California lawmakers had economically distressed folks like McLaughlin in mind when last year they approved half a billion dollars on education grants worth $2,500 to help workers displaced by the pandemic acquire new job-related skills. 

McLaughlin is among the first 3,000 or so recipients of this grant, adult learners who were issued checks in a pilot program this spring and summer. Now the state is opening the grant to a wide range of adults with low incomes who lost their jobs or saw their hours severely cut during the pandemic. Half of the grant funds are reserved for displaced workers with children under 18. 

Officials expect to reach 190,000 people with this money, called the Golden State Education and Training Grant Program

Among the few stipulations to receive the grant, applicants must fill out a short application that takes about 10 minutes to complete and attest that they lost a job or hours after March 4 2020, when Gov. Gavin Newsom declared a state of emergency. Applicants also must affirm that they weren’t enrolled in an educational or job-training program when they lost their jobs. There’s an income threshold as well. 

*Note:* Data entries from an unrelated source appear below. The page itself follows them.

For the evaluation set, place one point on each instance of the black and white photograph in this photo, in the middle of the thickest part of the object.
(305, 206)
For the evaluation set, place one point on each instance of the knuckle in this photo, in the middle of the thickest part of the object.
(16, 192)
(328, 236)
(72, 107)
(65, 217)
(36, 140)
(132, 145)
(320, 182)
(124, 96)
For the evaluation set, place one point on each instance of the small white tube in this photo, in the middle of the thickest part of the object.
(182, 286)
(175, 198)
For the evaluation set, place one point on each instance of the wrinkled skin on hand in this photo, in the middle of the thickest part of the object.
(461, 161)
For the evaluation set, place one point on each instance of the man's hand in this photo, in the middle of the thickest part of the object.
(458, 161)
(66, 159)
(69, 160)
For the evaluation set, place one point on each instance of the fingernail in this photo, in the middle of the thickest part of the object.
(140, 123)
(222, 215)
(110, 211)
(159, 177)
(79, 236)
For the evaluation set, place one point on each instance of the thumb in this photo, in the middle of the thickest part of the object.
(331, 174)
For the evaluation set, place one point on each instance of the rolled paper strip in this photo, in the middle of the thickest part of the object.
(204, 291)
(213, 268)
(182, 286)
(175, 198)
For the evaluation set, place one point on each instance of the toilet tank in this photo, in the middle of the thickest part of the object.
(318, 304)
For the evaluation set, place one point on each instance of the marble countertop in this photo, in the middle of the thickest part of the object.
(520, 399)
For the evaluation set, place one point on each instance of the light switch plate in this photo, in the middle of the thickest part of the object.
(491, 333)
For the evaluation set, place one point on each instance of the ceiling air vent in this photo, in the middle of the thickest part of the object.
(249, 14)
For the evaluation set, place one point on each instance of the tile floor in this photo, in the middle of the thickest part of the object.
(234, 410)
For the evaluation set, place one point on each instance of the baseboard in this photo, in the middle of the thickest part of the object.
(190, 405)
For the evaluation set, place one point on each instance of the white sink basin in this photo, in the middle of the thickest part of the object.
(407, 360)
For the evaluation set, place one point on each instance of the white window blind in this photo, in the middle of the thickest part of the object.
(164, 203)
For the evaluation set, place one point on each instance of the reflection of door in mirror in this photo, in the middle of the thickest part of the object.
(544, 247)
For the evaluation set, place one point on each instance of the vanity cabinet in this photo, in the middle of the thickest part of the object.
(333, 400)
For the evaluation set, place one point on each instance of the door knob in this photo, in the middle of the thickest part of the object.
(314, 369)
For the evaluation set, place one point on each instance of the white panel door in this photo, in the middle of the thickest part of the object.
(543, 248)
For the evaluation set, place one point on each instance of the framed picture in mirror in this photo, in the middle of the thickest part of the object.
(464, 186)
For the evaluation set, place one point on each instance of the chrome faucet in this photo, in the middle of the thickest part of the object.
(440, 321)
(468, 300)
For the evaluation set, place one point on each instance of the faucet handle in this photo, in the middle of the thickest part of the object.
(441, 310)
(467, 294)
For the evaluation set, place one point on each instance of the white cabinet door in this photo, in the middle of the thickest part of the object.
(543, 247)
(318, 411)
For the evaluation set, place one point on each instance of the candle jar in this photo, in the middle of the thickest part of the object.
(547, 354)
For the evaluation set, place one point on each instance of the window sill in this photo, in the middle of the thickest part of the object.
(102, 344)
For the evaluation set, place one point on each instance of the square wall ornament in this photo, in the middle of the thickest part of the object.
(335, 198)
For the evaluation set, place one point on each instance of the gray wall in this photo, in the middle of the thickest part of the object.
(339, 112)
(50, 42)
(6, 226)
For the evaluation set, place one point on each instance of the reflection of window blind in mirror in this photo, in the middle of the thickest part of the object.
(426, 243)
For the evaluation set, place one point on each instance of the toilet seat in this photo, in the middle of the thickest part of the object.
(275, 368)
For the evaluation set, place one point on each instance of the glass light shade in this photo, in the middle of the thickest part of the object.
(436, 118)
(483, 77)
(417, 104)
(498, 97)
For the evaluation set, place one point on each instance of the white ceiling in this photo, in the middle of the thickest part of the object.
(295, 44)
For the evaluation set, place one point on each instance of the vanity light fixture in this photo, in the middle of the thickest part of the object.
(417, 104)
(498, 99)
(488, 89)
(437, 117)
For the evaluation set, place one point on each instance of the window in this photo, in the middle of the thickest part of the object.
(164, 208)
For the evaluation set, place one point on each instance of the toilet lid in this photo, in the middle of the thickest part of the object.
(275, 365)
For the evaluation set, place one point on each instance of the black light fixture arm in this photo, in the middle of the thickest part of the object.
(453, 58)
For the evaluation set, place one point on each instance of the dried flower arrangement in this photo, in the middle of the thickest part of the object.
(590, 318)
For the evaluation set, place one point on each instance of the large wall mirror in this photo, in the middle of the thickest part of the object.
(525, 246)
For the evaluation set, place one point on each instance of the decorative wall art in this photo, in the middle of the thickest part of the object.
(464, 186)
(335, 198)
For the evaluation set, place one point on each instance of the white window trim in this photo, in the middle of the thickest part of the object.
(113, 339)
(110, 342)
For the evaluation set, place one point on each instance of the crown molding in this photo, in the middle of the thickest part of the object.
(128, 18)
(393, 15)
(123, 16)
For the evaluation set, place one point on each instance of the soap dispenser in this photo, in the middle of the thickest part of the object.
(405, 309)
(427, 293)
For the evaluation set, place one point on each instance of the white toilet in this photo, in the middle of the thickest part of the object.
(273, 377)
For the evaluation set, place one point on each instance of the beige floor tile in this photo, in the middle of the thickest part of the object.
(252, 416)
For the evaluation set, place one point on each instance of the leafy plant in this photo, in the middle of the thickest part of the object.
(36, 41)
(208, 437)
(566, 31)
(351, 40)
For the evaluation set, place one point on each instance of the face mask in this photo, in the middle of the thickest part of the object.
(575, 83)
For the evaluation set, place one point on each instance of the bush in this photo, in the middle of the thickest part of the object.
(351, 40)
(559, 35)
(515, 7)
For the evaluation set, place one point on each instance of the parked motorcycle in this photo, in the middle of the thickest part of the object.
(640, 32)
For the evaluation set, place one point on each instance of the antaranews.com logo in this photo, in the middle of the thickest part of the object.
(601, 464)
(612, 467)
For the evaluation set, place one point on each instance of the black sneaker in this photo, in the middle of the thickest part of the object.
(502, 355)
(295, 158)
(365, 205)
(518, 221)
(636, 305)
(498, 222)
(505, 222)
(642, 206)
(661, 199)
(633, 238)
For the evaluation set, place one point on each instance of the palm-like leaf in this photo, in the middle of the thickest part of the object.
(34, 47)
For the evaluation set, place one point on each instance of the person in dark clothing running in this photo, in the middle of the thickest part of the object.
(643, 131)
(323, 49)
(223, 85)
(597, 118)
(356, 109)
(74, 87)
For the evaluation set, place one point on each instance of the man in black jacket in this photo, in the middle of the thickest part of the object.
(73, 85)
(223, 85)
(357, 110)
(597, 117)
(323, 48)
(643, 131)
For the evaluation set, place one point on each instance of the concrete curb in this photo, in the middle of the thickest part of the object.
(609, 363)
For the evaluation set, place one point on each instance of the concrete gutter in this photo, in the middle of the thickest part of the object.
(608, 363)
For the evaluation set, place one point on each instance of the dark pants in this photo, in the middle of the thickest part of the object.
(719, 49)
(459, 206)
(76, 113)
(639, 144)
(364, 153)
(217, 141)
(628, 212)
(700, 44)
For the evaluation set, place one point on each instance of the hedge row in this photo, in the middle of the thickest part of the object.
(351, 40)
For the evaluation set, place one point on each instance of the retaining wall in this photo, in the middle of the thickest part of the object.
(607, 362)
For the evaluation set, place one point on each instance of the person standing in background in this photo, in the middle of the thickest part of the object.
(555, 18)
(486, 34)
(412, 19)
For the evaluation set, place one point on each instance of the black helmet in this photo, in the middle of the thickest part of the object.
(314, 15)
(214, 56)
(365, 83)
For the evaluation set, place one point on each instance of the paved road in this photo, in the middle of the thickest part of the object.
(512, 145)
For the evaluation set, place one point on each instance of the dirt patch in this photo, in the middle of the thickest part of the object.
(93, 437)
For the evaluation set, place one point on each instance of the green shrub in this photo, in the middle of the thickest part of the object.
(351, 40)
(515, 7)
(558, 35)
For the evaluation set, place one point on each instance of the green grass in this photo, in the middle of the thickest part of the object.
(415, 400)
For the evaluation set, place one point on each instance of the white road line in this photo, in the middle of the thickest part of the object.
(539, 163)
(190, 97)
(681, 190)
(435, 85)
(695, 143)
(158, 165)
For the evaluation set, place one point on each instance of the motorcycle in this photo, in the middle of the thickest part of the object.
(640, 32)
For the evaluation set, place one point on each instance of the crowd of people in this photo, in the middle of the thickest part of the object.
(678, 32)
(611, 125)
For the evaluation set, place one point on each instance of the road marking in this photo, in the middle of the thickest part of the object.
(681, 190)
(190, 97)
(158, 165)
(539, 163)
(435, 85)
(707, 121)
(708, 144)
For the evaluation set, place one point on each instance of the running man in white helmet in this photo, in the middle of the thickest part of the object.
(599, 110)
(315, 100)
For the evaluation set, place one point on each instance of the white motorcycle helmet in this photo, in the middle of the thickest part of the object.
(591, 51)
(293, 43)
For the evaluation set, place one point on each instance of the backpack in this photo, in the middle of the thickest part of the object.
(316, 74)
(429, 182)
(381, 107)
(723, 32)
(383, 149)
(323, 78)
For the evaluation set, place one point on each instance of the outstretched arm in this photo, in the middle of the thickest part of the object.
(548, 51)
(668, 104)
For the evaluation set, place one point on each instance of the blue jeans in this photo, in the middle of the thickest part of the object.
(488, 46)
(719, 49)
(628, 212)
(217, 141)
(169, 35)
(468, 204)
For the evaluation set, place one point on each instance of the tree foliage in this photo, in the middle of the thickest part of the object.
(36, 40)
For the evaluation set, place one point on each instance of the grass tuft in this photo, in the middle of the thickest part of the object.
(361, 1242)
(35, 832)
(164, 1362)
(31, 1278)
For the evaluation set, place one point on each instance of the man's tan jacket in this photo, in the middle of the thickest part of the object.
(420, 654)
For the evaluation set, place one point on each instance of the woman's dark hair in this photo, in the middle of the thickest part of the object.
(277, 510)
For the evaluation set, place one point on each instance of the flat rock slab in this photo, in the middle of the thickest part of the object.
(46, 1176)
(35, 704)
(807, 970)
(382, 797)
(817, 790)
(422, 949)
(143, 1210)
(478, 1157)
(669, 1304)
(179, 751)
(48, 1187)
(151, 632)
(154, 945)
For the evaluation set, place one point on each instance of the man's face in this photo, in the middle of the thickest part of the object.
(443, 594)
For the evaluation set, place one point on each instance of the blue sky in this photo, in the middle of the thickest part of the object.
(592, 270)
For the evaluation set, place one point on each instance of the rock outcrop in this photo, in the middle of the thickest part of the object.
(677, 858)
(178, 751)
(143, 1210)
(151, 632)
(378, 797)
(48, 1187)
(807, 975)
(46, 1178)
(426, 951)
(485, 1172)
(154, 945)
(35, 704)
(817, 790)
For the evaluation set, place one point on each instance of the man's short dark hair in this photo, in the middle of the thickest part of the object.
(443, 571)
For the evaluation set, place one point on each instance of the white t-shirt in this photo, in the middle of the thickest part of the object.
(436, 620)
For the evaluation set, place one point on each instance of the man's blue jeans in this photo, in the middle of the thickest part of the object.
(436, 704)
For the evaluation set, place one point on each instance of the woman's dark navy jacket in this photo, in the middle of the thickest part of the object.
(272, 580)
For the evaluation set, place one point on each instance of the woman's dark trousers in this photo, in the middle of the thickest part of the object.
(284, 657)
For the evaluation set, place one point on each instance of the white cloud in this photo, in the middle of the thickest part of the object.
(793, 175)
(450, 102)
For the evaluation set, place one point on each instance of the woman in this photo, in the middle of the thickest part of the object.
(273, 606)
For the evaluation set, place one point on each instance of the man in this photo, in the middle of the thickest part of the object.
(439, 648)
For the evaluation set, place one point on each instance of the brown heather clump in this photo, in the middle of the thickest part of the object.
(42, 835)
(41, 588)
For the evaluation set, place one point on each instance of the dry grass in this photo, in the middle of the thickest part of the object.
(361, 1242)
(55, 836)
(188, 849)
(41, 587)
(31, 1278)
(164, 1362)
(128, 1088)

Part of what makes the application quick to complete is how little it asks. Unlike other grant applications for college, this one is self-reported and self-certified, wrote Judith Gutierrez, spokesperson for the state financial aid agency running the grant, in an email. “We are not requesting any documentation,” she added.

McLaughlin wasted no time once she received her grant in June, 2022. After taking courses part-time at American River College, a community college in Sacramento, since October of 2020, she decided to go full-time to pursue her first ever-degree this fall and chose accounting as her major. 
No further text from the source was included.